DES MOINES, IOWA – –The Pork Checkoff has selected 13 college students to represent the #RealPigFarming Student Social Forces team this year. Candidates were selected based on their involvement in the pork industry and their strong communication skills. The team will be active July through December.
“Social media is ingrained in young people’s lives,” said Claire Masker, director of sustainability communications for the Pork Checkoff. “It’s an easy tool for them to share their insights and inspiration about an industry that they are so proud to be a part of.
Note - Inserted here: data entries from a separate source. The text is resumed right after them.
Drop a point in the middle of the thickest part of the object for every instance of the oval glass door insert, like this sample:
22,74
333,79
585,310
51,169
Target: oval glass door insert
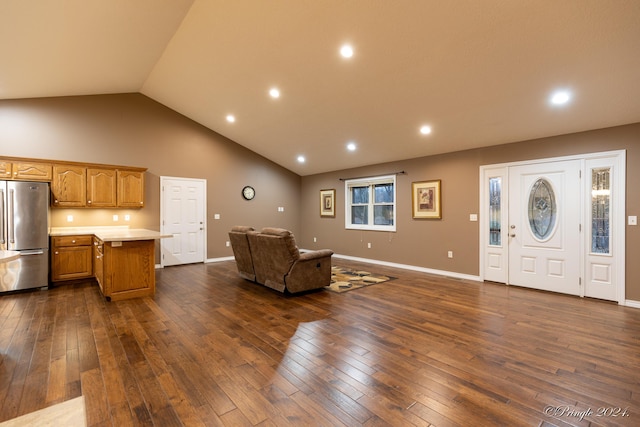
542,209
With so many diverse social media channels, they each have an opportunity to share their passion for pig farming with their followers.”
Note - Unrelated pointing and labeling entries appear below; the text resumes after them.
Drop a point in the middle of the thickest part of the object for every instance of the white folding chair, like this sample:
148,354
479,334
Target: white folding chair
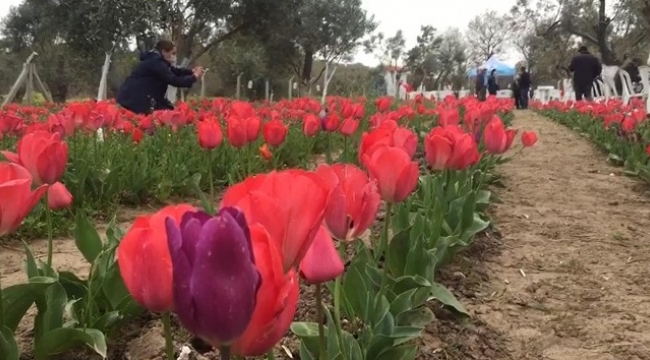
628,89
644,72
598,90
608,75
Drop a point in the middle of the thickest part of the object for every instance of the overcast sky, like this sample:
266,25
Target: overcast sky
407,15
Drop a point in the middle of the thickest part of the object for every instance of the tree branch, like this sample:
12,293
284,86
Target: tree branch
217,41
The 2019 class of Social Forces include:
|Arthur (Tré) Smith||Oklahoma State University|
|Cole Spain||Iowa State University|
|Kathryn Helmink||Southern Illinois University Carbondale|
|Jenna Wheeler||Lake Land College|
|Anna Link||University of Missouri Columbia|
|Hunter Frobose||Ohio State University|
|Morgan Fitzsimmons||Iowa State University|
|Courtney Griffith||Butler Community College|
|Shelby Shank||Murray State University|
|Jake Sterle||Iowa State University|
|Mekenzie Beattie||University of Nebraska Lincoln|
|Blake Price||Northwest Missouri State University|
|Rachel Frazier||Iowa State University|
“Consumers continue to have questions about how pigs are raised, and pig farmers know the answers better than anyone else,” Masker said. “Through the Pork Checkoff’s social media outreach program, real farmers are sharing their real stories with consumers through #RealPigFarming.”
The hashtag (#) before RealPigFarming helps people search social media posts with the same phrase, making it easier for them to follow conversations, Masker said.
“I am excited for the opportunity to bridge the disconnect between pig farmers and consumers by proactively engaging in conversation about modern pork production practices,” said Morgan Fitzsimmons, a new member of the #RealPigFarming Student Social Forces and a student at Iowa State University.
“The social forces team will be encouraged to use #RealPigFarming as advocates for the pork industry,” Masker said. “While serving on this team, the students will be able to improve their communications skills and expand their professional network within the industry.”
The National Pork Board has responsibility for Checkoff-funded research, promotion and consumer information projects and for communicating with pork producers and the public. Through a legislative national Pork Checkoff, pork producers invest $0.40 for each $100 value of hogs sold. Importers of pork products contribute a like amount, based on a formula. The Pork Checkoff funds national and state programs in advertising, consumer information, retail and foodservice marketing, export market promotion, production improvement, science and technology, swine health, pork safety and sustainability and environmental management.